Furthermore, the government deferred the collection of income and sale taxes from businesses, freeing up valuable short-term cash when they needed to cover other costs.
This comprehensive package of support has helped ensure that Canadian businesses were able to continue to pay their employees and their bills during a time of uncertainty.
Fighting COVID-19 and getting the economy back on track is not infinite. Once the need for support throughout the crisis has passed, the time-limited measures will be prudently withdrawn.

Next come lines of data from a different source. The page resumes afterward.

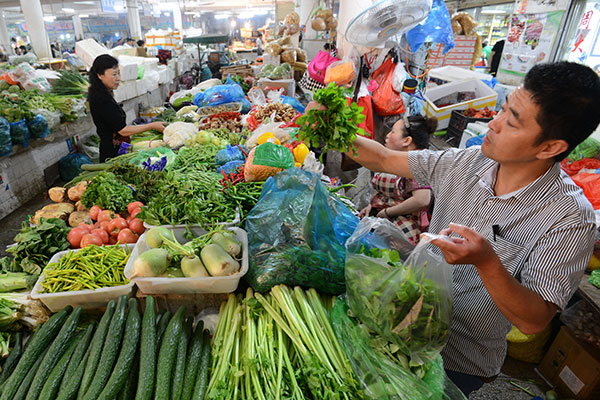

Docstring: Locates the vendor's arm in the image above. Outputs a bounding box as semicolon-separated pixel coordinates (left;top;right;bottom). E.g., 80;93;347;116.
345;136;413;178
433;224;593;334
119;122;165;136
377;189;431;218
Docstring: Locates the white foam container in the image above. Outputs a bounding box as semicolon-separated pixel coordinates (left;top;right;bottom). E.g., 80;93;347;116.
125;225;248;294
30;244;135;312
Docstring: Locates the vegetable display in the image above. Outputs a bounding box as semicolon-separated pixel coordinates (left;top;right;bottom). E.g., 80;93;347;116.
296;82;365;158
41;245;129;293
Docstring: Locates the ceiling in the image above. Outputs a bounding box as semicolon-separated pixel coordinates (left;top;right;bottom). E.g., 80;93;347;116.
0;0;293;23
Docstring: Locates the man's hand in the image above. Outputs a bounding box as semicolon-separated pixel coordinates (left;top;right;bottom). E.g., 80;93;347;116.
431;224;500;268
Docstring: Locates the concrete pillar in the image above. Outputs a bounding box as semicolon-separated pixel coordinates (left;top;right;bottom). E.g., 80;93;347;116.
298;0;318;39
0;10;13;54
20;0;52;59
73;14;83;41
127;0;142;40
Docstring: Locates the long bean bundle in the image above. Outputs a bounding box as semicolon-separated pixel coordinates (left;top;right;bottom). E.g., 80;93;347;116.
42;245;129;293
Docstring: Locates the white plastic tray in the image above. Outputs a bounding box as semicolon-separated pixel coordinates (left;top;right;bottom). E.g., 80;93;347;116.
125;225;248;294
30;244;135;312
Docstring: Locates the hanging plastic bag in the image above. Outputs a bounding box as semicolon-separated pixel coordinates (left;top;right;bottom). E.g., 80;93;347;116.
10;118;31;147
372;57;404;117
346;218;452;364
58;153;92;182
245;168;358;294
406;0;454;54
0;117;12;157
330;299;466;400
27;114;50;139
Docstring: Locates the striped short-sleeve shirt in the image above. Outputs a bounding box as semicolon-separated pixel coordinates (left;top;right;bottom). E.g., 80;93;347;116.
408;146;596;377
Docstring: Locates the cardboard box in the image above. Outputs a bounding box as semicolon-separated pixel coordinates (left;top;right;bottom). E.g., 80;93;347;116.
538;326;600;400
423;79;498;130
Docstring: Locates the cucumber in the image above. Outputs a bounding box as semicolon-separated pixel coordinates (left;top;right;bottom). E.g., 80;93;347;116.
117;349;142;400
152;306;185;400
192;329;210;400
171;318;193;400
135;296;157;400
10;349;48;400
156;311;171;347
26;307;81;400
98;299;142;400
56;347;92;400
1;306;73;400
83;295;127;400
0;332;23;385
39;335;83;400
77;300;116;399
59;323;94;393
181;321;204;400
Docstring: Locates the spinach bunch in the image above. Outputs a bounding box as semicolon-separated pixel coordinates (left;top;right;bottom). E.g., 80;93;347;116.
7;218;71;274
81;172;133;212
297;83;365;158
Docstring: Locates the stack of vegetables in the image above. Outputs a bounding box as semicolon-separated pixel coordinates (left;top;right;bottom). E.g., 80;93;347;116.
0;296;210;400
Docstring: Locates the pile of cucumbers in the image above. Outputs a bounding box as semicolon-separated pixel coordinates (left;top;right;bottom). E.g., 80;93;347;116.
0;296;210;400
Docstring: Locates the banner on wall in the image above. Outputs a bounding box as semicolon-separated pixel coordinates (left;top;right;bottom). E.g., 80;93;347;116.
499;11;564;76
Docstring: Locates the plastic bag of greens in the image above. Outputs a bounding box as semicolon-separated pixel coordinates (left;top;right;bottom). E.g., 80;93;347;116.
346;218;452;364
58;153;92;182
27;114;50;139
0;117;12;157
330;299;466;400
10;118;31;147
245;168;358;294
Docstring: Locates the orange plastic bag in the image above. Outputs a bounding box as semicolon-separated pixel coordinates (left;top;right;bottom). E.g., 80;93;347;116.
373;58;404;117
571;172;600;210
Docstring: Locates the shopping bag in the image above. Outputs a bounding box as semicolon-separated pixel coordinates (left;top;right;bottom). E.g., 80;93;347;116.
245;168;358;295
373;57;404;117
346;217;452;363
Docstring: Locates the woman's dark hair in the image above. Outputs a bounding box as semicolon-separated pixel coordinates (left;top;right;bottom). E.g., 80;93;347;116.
404;115;437;149
88;54;119;90
523;61;600;161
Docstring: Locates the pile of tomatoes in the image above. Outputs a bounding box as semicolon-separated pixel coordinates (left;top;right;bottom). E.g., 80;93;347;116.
67;201;146;249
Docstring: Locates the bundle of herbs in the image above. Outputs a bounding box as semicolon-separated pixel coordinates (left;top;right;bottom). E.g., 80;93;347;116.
296;82;365;159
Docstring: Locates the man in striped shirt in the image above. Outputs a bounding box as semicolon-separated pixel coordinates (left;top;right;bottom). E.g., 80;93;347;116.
347;62;600;395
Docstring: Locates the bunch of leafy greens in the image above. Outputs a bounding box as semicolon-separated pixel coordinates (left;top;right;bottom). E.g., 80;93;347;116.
81;172;133;212
346;246;449;365
297;83;365;159
7;218;70;274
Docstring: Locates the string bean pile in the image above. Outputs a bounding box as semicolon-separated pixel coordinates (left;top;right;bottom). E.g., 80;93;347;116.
42;245;129;293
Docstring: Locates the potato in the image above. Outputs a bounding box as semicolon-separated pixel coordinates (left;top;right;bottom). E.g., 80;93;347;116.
69;211;92;228
41;203;75;214
75;200;89;212
48;187;67;203
30;210;69;225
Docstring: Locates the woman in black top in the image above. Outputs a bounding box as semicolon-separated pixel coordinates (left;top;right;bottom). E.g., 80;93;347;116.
88;54;165;162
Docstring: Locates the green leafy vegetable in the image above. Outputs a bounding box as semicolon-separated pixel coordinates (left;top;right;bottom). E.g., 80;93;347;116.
297;83;365;158
81;172;133;212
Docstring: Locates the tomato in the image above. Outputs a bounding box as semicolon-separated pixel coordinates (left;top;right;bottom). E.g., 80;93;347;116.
129;218;146;235
90;206;102;221
80;233;102;248
117;228;139;243
67;228;89;249
91;229;108;244
108;218;129;236
127;201;144;214
98;210;115;222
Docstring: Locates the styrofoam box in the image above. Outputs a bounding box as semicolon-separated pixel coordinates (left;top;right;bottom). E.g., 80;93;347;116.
30;244;135;312
125;226;248;294
424;79;498;130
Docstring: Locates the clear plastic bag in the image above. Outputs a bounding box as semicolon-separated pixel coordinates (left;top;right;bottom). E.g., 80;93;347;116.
346;217;452;363
245;168;358;294
10;118;31;147
0;117;12;157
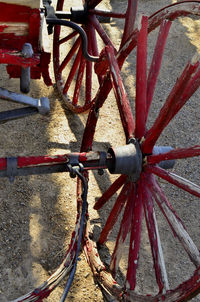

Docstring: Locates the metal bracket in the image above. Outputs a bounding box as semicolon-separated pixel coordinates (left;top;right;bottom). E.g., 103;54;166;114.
7;157;17;183
98;151;107;175
0;88;50;115
67;154;84;178
20;43;34;93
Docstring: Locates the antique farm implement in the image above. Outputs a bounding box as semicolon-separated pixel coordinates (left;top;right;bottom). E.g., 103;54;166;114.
0;0;200;302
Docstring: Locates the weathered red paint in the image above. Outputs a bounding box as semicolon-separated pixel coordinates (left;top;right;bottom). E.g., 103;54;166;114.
99;182;131;244
147;145;200;165
135;16;148;140
105;46;135;141
146;20;171;120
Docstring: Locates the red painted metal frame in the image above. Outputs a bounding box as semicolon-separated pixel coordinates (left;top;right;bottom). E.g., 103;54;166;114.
0;0;200;302
54;0;138;113
0;3;52;86
81;1;200;302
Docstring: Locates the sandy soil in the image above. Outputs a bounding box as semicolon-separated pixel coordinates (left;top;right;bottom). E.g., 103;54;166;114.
0;0;200;302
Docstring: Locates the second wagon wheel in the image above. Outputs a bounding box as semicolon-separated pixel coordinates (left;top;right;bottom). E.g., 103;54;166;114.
82;4;200;302
53;0;137;113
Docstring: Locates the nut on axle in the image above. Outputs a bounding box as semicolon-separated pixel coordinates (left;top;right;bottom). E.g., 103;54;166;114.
108;140;142;182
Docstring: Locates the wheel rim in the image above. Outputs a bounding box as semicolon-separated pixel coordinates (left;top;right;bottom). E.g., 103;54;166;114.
82;10;200;302
53;0;136;113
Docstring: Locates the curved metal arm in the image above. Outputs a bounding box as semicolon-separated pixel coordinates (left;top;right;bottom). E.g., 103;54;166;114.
46;18;99;62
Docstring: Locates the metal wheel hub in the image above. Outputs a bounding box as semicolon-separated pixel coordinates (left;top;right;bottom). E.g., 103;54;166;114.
108;140;143;182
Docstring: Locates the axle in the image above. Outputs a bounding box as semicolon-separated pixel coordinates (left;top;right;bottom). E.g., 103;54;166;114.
0;141;175;182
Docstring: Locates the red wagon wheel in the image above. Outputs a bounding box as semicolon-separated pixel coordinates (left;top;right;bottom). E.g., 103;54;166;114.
53;0;137;113
81;2;200;302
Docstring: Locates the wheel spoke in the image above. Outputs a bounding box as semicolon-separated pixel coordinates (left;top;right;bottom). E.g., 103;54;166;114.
110;185;134;276
147;145;200;164
120;0;138;49
142;57;200;154
58;31;78;45
142;176;169;292
145;177;200;267
135;17;148;139
85;26;93;104
84;0;102;8
94;175;127;210
99;182;131;244
63;48;81;94
105;47;135;141
145;166;200;197
146;21;171;120
58;37;81;73
72;56;86;105
90;16;114;48
126;183;142;290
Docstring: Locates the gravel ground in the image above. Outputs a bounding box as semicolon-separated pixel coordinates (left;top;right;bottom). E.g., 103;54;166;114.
0;0;200;302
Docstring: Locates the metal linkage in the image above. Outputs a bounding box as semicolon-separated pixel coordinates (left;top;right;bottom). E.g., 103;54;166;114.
20;43;33;93
0;88;50;122
46;18;99;62
0;142;175;182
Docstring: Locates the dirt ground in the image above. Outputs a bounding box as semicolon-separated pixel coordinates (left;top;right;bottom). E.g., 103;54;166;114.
0;0;200;302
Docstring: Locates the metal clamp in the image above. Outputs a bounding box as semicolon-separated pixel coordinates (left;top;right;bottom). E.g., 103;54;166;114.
67;153;84;178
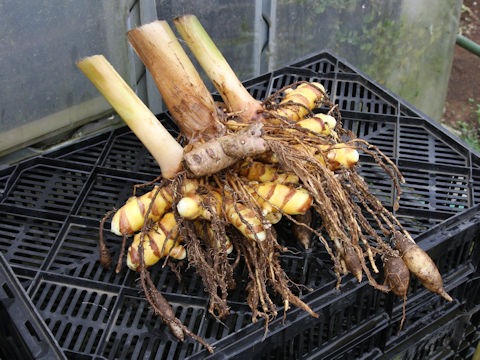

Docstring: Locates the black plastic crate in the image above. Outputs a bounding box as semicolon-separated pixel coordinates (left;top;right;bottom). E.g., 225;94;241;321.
0;254;65;360
0;52;480;359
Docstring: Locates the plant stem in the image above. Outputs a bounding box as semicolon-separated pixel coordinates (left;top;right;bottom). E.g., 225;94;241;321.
173;15;261;122
77;55;183;178
128;20;219;139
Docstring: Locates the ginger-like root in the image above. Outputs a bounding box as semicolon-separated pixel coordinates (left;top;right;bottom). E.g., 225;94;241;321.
295;114;337;137
183;126;268;176
250;182;313;215
127;212;186;270
111;180;198;235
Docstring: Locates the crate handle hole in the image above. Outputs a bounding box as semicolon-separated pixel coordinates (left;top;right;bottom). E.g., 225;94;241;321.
25;320;41;343
2;283;15;299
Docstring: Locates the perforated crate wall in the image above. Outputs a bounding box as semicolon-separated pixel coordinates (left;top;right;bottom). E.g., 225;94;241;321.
0;52;480;359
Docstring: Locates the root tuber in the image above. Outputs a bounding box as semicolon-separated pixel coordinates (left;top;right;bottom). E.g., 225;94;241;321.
393;231;453;301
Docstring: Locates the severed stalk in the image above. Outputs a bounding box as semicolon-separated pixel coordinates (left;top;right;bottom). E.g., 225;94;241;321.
173;15;262;122
128;20;220;140
77;55;183;178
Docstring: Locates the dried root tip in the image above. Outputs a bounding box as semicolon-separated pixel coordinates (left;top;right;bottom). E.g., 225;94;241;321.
315;144;360;171
127;212;186;270
296;114;337;137
100;244;112;268
383;255;410;298
343;243;363;282
393;231;453;301
239;161;299;184
292;209;312;249
195;221;233;255
252;182;313;215
272;83;325;122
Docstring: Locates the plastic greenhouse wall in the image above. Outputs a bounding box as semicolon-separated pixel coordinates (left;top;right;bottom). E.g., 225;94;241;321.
0;0;462;158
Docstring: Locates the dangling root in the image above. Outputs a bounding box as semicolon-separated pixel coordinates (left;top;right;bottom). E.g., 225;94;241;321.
98;209;117;268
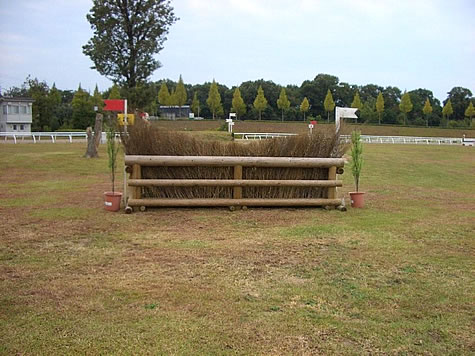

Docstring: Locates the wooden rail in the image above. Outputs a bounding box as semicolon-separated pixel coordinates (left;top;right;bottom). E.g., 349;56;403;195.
125;155;344;213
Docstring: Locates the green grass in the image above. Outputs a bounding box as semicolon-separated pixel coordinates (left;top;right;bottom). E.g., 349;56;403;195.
0;141;475;355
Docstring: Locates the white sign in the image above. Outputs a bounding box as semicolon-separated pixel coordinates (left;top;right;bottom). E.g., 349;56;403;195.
335;106;358;132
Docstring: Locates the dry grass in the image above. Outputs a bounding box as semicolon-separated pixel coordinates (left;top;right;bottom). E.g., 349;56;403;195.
123;123;345;199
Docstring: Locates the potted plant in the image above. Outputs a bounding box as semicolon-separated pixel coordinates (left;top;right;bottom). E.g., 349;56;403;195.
350;131;364;208
104;126;122;211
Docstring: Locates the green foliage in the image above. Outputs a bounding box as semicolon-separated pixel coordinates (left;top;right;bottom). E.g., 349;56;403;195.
399;93;413;125
83;0;177;88
323;89;335;122
191;91;200;117
175;74;188;106
206;79;224;120
376;92;384;125
300;97;310;121
277;88;290;121
254;86;267;120
351;131;363;192
231;88;246;118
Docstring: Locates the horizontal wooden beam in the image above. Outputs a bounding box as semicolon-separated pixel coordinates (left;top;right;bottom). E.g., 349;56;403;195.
128;179;343;187
125;155;345;168
128;199;341;207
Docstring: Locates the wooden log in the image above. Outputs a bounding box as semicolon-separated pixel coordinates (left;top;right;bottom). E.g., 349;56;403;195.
129;199;341;207
128;179;343;187
125;155;345;168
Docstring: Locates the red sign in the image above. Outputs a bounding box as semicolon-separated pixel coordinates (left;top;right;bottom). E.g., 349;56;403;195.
102;99;124;111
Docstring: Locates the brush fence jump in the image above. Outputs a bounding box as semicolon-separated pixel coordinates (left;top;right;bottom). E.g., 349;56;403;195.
125;155;344;213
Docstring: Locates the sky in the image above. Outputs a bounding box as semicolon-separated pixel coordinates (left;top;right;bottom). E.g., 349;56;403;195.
0;0;475;100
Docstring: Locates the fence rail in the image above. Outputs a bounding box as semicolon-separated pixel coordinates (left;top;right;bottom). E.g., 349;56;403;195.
124;155;345;213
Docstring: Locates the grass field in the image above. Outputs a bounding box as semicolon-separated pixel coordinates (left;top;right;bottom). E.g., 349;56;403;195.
0;143;475;355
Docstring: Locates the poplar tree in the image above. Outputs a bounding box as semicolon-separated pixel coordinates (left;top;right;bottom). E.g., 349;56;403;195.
158;82;170;106
465;102;475;127
399;93;413;125
300;97;310;121
376;92;384;125
206;79;223;120
323;89;335;122
231;88;246;118
422;98;432;127
277;88;290;121
254;85;267;120
191;92;200;117
442;99;454;126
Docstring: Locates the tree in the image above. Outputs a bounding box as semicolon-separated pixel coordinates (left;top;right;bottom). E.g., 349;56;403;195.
351;90;363;123
399;93;413;125
376;92;384;125
254;85;267;120
442;99;454;126
206;79;223;120
191;91;200;117
323;89;335;122
422;98;432;127
158;82;170;106
231;88;246;118
277;88;290;121
83;0;177;92
465;102;475;127
300;97;310;121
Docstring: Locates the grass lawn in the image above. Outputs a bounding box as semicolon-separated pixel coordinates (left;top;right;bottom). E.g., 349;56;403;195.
0;143;475;355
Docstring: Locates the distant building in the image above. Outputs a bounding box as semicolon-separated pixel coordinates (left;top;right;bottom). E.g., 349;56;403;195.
0;96;34;133
160;105;191;120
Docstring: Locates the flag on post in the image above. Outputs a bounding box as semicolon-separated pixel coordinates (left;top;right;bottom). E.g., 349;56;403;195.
102;99;125;112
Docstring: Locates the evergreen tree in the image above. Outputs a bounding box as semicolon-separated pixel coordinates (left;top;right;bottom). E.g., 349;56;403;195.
158;82;170;106
465;102;475;127
191;91;200;117
376;92;384;125
323;89;335;122
442;99;454;126
175;74;188;106
206;79;223;120
399;93;413;125
277;88;290;121
254;85;267;120
231;88;246;118
300;97;310;121
422;98;432;127
351;90;363;123
107;84;120;100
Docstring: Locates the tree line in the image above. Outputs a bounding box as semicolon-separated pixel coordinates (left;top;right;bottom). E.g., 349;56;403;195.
6;74;475;131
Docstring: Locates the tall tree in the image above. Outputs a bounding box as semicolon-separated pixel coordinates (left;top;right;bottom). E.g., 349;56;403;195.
206;79;223;120
231;88;246;118
277;88;290;121
158;82;170;106
351;90;363;123
442;99;454;126
399;93;413;125
191;91;200;117
465;102;475;127
376;92;384;125
254;85;267;120
422;98;432;127
323;89;335;122
175;74;188;106
83;0;177;97
300;97;310;121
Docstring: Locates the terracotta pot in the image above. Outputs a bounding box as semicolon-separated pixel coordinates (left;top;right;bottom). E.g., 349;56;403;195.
350;192;364;208
104;192;122;211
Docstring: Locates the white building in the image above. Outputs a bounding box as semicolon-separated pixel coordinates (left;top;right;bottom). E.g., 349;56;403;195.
0;96;34;133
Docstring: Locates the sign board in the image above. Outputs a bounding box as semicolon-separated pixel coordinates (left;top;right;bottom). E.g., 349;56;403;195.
102;99;125;112
117;114;135;126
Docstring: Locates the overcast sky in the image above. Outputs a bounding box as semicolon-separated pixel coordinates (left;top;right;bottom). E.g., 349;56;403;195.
0;0;475;100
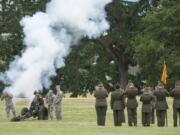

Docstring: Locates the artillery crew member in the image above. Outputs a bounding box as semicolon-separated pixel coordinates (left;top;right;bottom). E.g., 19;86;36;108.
54;85;63;120
125;82;138;126
154;83;169;127
110;84;125;126
1;91;16;119
170;82;180;127
94;83;108;126
46;90;55;120
140;87;154;126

As government supports transition in the next few months from mitigation to recovery, we will draw upon the lessons learned from the experience of many countries following the 2008-09 financial crisis and during recoveries from earlier deep recessions. This experience suggests that most economies that withdrew fiscal support too quickly experienced slower growth afterward, and Canada will follow the advice of the International Monetary Fund and the Organisation for Economic Co-operation and Development that governments maintain substantial fiscal support through the crisis and over the recovery phase.
As we normalize our fiscal position in the wake of the virus, we will once again do so from a position of strength. While the federal debt is significantly higher than in recent years, it will be far more manageable than at its historic peak in the 1990s.
When the virus is under control and our economy is ready for new growth, our government will deploy an ambitious stimulus package over three fiscal years to jump-start our recovery to support and grow the middle class. This additional spending has not been formally included in the government’s fiscal framework yet, as the ultimate size and timing is highly dependent on the evolving health and economic situation.
Therefore, to ensure that Canada is prepared, our government is planning for four different scenarios regarding the timing, size and profile of the stimulus spending. The growth plan for strong recovery will take us toward an economy that is greener, more innovative, more inclusive and more competitive. The government has been working with Canadians to plan and prepare our investments for when the virus is under control. The key to this plan will be smart, time-limited investments that act fast while also making a long-term contribution to our shared prosperity, competitiveness and our green transition.
Despite recent encouraging signs of recovery, we have not yet turned the corner. About one million Canadians who had a job before the crisis are still out of work or working sharply reduced hours, and many small businesses continue to be greatly impacted by the crisis. The Government of Canada will continue to deploy the necessary fiscal firepower to fight the pandemic and then for us to recover strongly, while continuing to manage its finances prudently, retaining its low-debt advantage among G7 peers. The government’s strategy will be implemented responsibly, with a sustainable approach for future generations.